We are excited to announce the open-sourcing of Microsoft GW-BASIC on GitHub!
Yes, seriously 😀
Why?
Since re-open-sourcing MS-DOS 1.25 & 2.0 on GitHub last year, we’ve received numerous requests to also open-source Microsoft BASIC.
Well, here we are! 😁
The Source
These sources, as clearly stated in the repo’s readme, are the 8088 assembly language sources from 10th Feb 1983, and are being open-sourced for historical reference and educational purposes. This means we will not be accepting PRs that modify the source in any way.
A little historical context
The GW-BASIC source code being published is dated Feb 10th 1983. That was quite a while ago, so just to set a little historical perspective:
The week this source was created Men At Work topped the US and UK singles charts with “Down Under”, Dustin Hoffman starred in the #1 US box-office movie, “Tootsie”. In 1983, “Star Wars Episode VI – Return of the Jedi” was released, as was “War Games”! And, Emily Blunt, Kate Mara, Jonah Hill, Chris Hemsworth, and Henry Cavill, were born! Ronald Reagan was President of the USA, and Margaret Thatcher was the UK’s Prime Minister.
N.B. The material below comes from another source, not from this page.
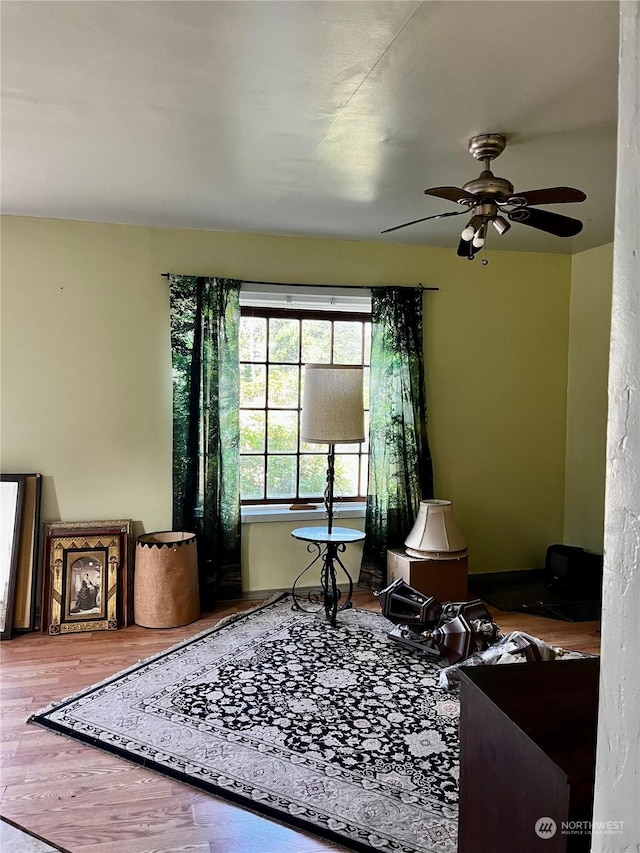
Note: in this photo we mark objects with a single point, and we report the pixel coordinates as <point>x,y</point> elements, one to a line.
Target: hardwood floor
<point>82,799</point>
That same year, Bjarne Stroustrup was in the middle of developing the first version of the C++ programming language, ARPANET standardized TCP/IP. Borland announced Turbo Pascal, created by Anders Hejlsberg (who went on to join Microsoft, and create J++, C# and TypeScript).
1983 was also the year AT&T released UNIX System V R1, and BSD 4.2 was released, introducing the pseudoterminal for the first time (the progenitor to Windows’ ConPTY we introduced to Windows in 2018 😁)
I was 13, and spent every spare second that I wasn’t finishing my homework or doing my chores, writing BASIC and assembly code on one of the hottest home computers of the time – the BBC Micro sporting 32KB RAM (yes, 32,768 bytes, total!), powered by a 6502 processor running at a BLAZING 2MHz. When not coding, I was usually playing one of the most groundbreaking games of all time: “Elite” by David Braben & Ian Bell.
In 1983, Apple launched the 1MHz 6502-powered Apple IIe for US$1,395 (> $3,500 in 2020). Apple also launched the first retail-available computer with a GUI – the Apple Lisa. The Lisa contained a staggering 1MB RAM, and ran the awesome Motorola 68000 processor at an astounding 5MHz, but it cost $9,995 (> $25,000 in 2020 dollars), so all I could do was peer at it through the window of the one computer store in our town authorized to sell Apple’s products … and dream.
And, in 1983 Microsoft released MS-DOS 2.0 (source here), and GW-BASIC for the IBM PC XT and compatibles.
What IS GW-BASIC?
GW-BASIC was a BASIC interpreter derived from IBM’s Advanced BASIC/BASICA, which itself was a port of Microsoft BASIC.
Microsoft’s various BASIC implementations can trace their origins all the way back to Bill Gates & Paul Allen’s implementation of Microsoft’s first product – a BASIC interpreter for the Altair 8800.
During the late ’70s and 80s, Microsoft’s BASIC was ported to many OEM’s specific platform and hardware needs, and for several processors popular at that time, including the 8088, 6502, 6809, Z80, and others.
FAQ
Wait – where’s the C source code?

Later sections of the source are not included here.